Desde o advento do CDC, as decisões judiciais tomadas com base nesse diploma legal trouxeram e ainda trazem sérias consequências sociais e econômicas para a vida dos jurisdicionados.

Todavia, desde a promulgação do CDC já se vão mais de 23 anos, sendo certo que neste período o mundo passou por enormes e significativas transformações, inclusive no âmbito das relações de consumo, que se tornaram muito mais complexas.

Daí a bem-vinda iniciativa de reforma do CDC, cujos trabalhos foram distribuídos em três grandes áreas de relevância: (i) disposições gerais e comércio eletrônico; (ii) ações coletivas; e (iii) superendividamento, objeto, respectivamente, dos Projetos de Lei do Senado 281/12, 282/12 e 283/12.

No que tange ao superendividamento, a reforma aborda fenômeno praticamente inexistente à época da concepção do CDC, mas que, desde então, tornou-se uma realidade, fruto da maior estabilidade econômica do país, da ascensão social de boa parte da população brasileira e do crescimento exponencial da oferta de bens de consumo.

Diante disso, o crédito - cuja oferta também experimentou enorme crescimento, não apenas em volume, mas também em modalidades - assumiu papel fundamental para a denominada "sociedade de consumo".

Ao longo do tempo, porém, a oferta desmedida - e irresponsável - de crédito foi acentuando o endividamento dos consumidores, tornando-se um fenômeno social crônico, hoje conhecido como superendividamento, ou seja, a impossibilidade geral do devedor, pessoa física, consumidor e de boa-fé, de honrar as suas dívidas atuais e futuras.

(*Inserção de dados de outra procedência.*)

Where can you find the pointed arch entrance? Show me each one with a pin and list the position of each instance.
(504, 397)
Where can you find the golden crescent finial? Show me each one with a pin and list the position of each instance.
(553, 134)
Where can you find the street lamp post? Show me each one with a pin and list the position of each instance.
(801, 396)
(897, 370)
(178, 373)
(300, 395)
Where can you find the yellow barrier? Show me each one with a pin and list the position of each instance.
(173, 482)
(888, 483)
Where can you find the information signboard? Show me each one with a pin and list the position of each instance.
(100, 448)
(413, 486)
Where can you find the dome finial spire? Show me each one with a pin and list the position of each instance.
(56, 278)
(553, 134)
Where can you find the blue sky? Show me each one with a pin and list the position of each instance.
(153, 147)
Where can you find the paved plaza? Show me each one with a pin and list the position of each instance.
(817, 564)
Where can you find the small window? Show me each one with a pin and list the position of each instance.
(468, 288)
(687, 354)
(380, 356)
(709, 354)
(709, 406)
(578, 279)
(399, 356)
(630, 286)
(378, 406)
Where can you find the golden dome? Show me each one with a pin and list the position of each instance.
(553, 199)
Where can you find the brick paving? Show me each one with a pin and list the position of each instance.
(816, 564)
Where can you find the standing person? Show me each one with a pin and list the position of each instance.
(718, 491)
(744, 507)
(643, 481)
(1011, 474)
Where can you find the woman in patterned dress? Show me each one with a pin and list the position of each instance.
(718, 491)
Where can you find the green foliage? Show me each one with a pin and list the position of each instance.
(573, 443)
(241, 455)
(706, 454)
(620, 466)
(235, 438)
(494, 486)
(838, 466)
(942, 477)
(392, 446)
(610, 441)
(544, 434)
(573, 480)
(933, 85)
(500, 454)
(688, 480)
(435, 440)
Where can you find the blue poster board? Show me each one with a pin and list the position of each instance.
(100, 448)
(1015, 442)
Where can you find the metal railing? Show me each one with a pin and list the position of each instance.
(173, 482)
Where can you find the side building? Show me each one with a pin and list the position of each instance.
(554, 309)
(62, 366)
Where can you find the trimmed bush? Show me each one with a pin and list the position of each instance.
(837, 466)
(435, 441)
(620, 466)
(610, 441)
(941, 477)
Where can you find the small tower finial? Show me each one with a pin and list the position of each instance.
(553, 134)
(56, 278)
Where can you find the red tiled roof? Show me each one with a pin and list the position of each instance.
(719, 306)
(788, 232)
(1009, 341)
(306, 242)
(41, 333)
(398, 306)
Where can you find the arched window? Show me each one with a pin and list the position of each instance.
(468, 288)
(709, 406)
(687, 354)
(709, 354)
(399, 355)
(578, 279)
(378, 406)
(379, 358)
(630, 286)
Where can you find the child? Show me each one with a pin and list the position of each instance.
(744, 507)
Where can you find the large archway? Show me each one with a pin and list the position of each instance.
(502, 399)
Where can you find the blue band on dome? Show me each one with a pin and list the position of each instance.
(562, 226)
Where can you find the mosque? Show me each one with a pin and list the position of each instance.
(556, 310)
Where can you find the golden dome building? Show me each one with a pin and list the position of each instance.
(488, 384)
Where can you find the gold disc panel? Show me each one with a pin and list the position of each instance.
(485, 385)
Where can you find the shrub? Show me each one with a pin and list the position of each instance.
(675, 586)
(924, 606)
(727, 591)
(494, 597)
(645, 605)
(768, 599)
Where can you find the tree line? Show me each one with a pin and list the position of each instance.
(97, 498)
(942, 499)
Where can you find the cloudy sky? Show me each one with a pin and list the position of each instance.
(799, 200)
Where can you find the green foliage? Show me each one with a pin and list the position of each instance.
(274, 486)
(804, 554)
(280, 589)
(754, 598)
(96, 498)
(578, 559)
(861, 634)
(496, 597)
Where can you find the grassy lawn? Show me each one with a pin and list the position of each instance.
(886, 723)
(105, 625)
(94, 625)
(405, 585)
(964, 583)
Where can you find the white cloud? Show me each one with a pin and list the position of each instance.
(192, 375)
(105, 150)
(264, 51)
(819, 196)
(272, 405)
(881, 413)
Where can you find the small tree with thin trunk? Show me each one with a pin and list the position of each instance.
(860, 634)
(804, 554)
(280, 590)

Não se trata, pois, de uma inadimplência pontual e passageira, mas da impossibilidade permanente do consumidor de quitar suas dívidas, que tendem a crescer de maneira desmedida, criando um ciclo vicioso que, no limite, resulta em verdadeira exclusão social, dada a impossibilidade de suprimento de necessidades básicas como alimentação, vestuário e moradia.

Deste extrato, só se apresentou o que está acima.